• Jetlag is real and mostly unavoidable. To acclimate quickly, avoid alcohol while traveling to your destination and attempt to get on to the local schedule as soon as possible. That said, expect to be tired, have disrupted sleep, and feel a little out of sorts for the first few days.
  • Moderation is the key.  Don't run yourself into the ground by trying to do too much all at once.  Sickness occurs more frequently when you are tired and worn down. 
  • Heed the advise your local program managers/RDs give you about what to eat and where. They are speaking directly from experience!
  • Avoid “street food” for at least the first 72 hours you are in a developing country.
  • Eat well-balanced meals.
  • Watch what you eat.  If you are wary of the quality of the food and drink, make sure everything you eat is thoroughly cooked, peeled, or boiled to kill any bacteria. 
  • Take measures to reduce the risk of STIs (sexually transmitted infections).

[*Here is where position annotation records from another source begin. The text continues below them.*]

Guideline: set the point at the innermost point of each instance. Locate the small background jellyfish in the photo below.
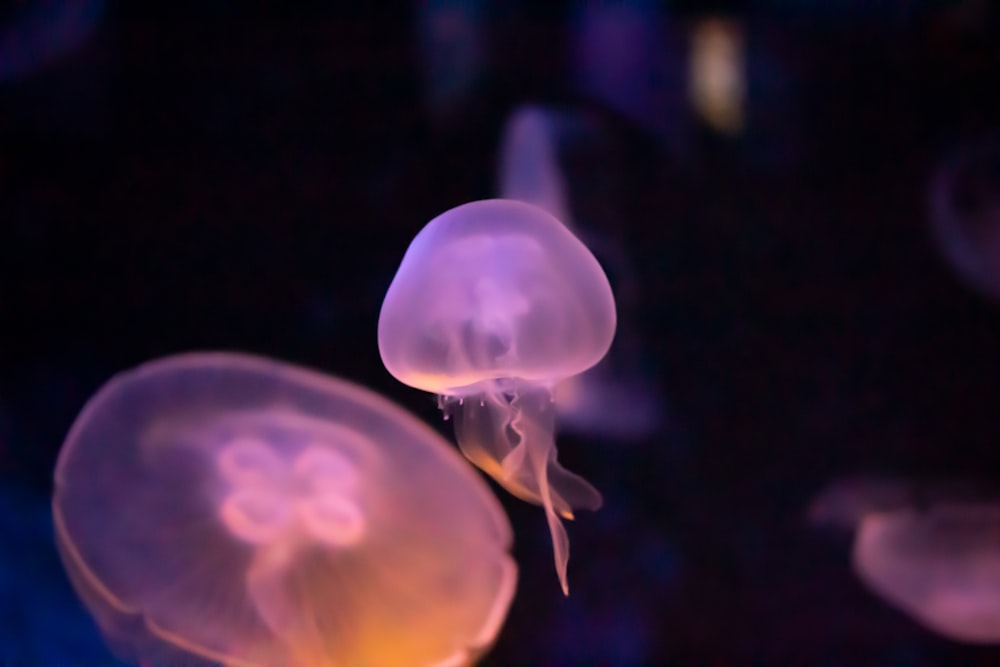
(930, 549)
(618, 397)
(495, 302)
(233, 509)
(965, 213)
(246, 175)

  • If you drink, consume alcohol in moderation. Intoxication can lead to unsafe and potentially deadly situations. Over 90% of the safety and security incidents the Study Abroad Office deals with each year are directly related to alcohol.
  • Be informed! Know where to get treatment.  When you settle in, find out where health care facilities are located.  Check with your on-site program director for the name of a doctor and hospital.

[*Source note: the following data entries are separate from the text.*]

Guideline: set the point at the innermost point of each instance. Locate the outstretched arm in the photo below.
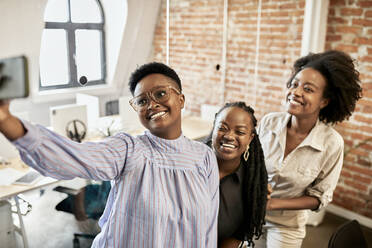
(303, 202)
(10, 125)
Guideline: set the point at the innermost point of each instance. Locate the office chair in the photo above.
(348, 235)
(94, 203)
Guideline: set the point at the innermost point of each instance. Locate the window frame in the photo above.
(70, 28)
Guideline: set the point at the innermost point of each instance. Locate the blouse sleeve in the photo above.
(56, 156)
(324, 185)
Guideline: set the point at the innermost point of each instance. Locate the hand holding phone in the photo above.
(13, 78)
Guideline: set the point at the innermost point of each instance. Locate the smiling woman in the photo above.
(243, 176)
(164, 186)
(303, 153)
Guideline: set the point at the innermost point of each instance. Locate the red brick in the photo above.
(337, 2)
(363, 41)
(361, 179)
(362, 22)
(363, 119)
(336, 20)
(351, 11)
(364, 4)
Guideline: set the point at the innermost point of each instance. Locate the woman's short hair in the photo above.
(152, 68)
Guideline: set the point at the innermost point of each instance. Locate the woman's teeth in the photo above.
(157, 115)
(228, 145)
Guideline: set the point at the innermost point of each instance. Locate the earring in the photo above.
(246, 153)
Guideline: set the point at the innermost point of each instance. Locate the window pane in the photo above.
(56, 11)
(53, 58)
(83, 11)
(88, 54)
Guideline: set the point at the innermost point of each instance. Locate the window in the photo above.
(72, 52)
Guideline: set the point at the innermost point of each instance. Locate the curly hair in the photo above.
(343, 84)
(152, 68)
(255, 178)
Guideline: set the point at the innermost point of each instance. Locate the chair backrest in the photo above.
(348, 235)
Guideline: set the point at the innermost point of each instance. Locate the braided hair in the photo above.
(254, 195)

  • Depending on the region/location, you may not be able to drink tap water at all. In others, you may need water purification tablets. Ice may not be safe for consumption if made with tap water. Ask how the ice is made or avoid it.
  • Insect repellant can be quite useful in many climates.

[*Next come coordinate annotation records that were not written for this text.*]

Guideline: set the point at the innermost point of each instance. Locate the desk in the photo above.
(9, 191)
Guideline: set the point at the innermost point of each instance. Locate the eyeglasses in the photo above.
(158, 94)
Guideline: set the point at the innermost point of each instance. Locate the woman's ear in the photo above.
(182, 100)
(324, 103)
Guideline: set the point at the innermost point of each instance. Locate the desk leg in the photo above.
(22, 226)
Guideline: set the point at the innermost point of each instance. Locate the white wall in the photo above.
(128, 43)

  • Women may want to pack feminine hygiene products if they are not sure of the type available where they are traveling, though familiar products are available in most foreign countries.
  • All Panther Programs and most Pitt-recognized programs include travel insurance in the program fee. This not only covers clinic visits and hospitalization, but the insurance carrier’s website can also provide recommendations for where to find English speaking doctors. Consult with your program manager in Pittsburgh or with your faculty/resident director abroad.